As I explained before, the reason is because an individual's willingness to rebel is essentially private information, and nobody is going to tell you what they really think in an authoritarian society. Furthermore, an individual's willingness to march openly against the regime depends on what he or she thinks others will do, and that cannot be ascertained in advance either. But when conditions are right and some triggering event occurs (which can be almost anything), then you can get a rapid and unexpected revolutionary cascade, as more and more people decide that it is safe to express their previously-concealed resentment and that doing so is likely to succeed.
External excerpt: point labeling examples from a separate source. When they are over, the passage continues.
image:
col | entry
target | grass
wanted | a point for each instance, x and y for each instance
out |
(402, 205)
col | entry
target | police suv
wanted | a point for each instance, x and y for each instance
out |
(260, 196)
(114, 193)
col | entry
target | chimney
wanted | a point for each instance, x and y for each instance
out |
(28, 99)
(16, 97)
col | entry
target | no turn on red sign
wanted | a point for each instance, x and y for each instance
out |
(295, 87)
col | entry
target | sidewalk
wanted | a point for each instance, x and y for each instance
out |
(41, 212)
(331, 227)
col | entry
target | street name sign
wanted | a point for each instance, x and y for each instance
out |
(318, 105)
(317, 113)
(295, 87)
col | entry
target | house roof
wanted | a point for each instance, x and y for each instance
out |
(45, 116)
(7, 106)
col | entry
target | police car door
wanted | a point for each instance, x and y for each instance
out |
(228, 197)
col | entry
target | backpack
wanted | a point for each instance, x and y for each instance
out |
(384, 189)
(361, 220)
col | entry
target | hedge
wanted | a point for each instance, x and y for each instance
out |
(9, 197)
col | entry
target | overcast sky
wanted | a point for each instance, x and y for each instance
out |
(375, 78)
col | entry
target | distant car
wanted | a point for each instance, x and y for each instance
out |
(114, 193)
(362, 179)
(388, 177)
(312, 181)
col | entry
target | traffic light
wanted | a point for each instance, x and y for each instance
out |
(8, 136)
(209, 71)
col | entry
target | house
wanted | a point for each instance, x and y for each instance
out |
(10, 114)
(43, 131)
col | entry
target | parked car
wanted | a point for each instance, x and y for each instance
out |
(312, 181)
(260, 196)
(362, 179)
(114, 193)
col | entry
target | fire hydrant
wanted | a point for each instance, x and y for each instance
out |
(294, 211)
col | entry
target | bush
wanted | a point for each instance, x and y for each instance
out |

Instead of being angry with the U.S. intelligence agencies, therefore, Obama should be reserving his ire for his foreign policy advisors, who have been screwing up U.S. Middle East policy for over two years now and who may be in the process of snatching defeat from the jaws of victory yet again. If the news reports I've seen are correct, the United States is now getting behind a political transition that will be orchestrated by the new Vice President Omar Suleiman, a close Mubarak associate. It's not even clear if the United States now thinks Mubarak has to step down. Instead, Secretary of State Clinton seems to be suggesting that we need to help VP Suleiman "defuse" the street demonstrations, which would remove most of the impetus for change.

An unnamed "senior U.S. official" has also suggested that the Obama administration is dead set against a substantial political role for the Muslim Brotherhood.  Indeed, the official reportedly suggested that what the United States wants is a purely "secular" government in Egypt (i.e., one with no Islamist influence) as if that's even possible in a country that is overwhelmingly Muslim.
It's early days, of course, and as FP's Josh Rogin reports here, there is a potential legal nightmare trying to revise Egyptian law in ways that would permit a genuinely "free and fair" election.  But I worry that the Obama administration is about to repeat the same mistake that the Bush administration made in the Palestinian legislative elections of 2006. After insisting that the elections be held, the United States simply refused to accept the results of the elections when we didn't like the winner (Hamas). Are we now going to keep our thumb discreetly on the scale in Egypt, to make sure that a post-Mubarak government continues to dance to Washington's tune?  When will Washington learn that you cannot simultaneously proclaim your commitment to democracy and freedom and then insist on dictating who is allowed to win?

The other problem is that Suleiman doesn't have much (any?) credibility as a steward of democratic change. I suggested a couple of days ago that one way he could bolster his position would be to help push Mubarak out (and to make it clear that he is doing so), and to openly declare that he (Suleiman) will serve only as a caretaker and not run for office himself in the next election. I'm not at all sure that these measures would work, however, and the anti-government forces might well see him as no different than Mubarak himself. That certainly seems to be their reaction thus far. And if subsequent reforms are mostly cosmetic and individuals or groups associated with the old regime end up retaining power in a subsequent election, they are likely to have no more legitimacy than Mubarak has right now. And the U.S. image in the region, which is bad enough already, will take another big hit.

So the United States has two long-term challenges. The first is to make sure it is not once again perceived as working to quash a genuinely representative government in Egypt. The second is get ready to accept the results of that process, even if the people we might prefer don't win.